Hezbollah ally Michel Aoun is elected as Lebanon’s new president, filling 29-month-old vacancy

Lebanon’s parliament has elected former army commander Michel Aoun as president, filling a post that had been vacant for more than two years and injecting hope that the country’s long-running political paralysis would come to an end.
But the 81-year-old retired general who presided over the final bloody chapters of the Lebanese civil war and is a strong Hezbollah ally has an unenviable task ahead — forming a government out of the country’s unruly political factions and dealing with an array of problems that includes what to do with more than 1 million Syrian refugees who have fled the war in neighbouring Syria.

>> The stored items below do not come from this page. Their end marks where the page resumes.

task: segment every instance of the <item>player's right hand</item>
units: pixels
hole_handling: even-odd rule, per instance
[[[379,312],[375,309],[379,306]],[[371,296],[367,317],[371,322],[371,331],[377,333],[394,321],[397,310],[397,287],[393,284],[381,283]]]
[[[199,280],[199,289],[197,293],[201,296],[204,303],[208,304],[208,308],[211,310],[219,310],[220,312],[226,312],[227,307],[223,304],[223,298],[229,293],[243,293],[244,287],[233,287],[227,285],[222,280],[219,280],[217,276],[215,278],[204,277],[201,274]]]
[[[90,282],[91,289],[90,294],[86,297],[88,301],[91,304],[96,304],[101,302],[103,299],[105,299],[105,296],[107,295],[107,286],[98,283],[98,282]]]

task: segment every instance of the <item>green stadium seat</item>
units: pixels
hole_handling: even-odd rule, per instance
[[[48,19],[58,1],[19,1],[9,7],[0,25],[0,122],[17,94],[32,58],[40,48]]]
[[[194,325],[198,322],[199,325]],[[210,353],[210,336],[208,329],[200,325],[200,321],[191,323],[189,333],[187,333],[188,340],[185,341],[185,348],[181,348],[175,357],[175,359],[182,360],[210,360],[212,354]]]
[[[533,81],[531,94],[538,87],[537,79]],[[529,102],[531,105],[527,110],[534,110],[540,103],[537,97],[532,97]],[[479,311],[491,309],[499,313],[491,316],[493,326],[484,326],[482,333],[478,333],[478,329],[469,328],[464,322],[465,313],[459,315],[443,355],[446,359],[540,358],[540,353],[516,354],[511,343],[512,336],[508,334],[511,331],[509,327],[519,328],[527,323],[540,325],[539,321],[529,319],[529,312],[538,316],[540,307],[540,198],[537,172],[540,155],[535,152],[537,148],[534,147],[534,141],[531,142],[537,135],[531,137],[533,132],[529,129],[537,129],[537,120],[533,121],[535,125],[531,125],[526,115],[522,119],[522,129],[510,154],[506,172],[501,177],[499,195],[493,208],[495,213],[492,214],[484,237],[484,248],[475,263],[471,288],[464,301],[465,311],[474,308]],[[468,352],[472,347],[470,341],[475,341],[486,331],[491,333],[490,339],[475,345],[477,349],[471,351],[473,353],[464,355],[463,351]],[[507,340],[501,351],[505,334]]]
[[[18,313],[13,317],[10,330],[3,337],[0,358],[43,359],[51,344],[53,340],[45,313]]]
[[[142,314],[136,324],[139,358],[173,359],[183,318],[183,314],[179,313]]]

Aoun secured a simple majority of votes in parliament after a tension-filled, chaotic session that saw several rounds of voting because extra ballots appeared in the ballot box each time. In the end, the transparent box was placed in the middle of Parliament, where lawmakers cast their votes in front of two witnesses who watched to make sure no extra ballots were put in.
“We haven’t voted in a long time. We’re learning again,” Parliament Speaker Nabih Berri joked of the nearly two-hour process.
In the end, Aoun garnered 83 votes out of 127 lawmakers present at the session. He had been widely expected to achieve a two-thirds majority in the first round, but failed by two votes.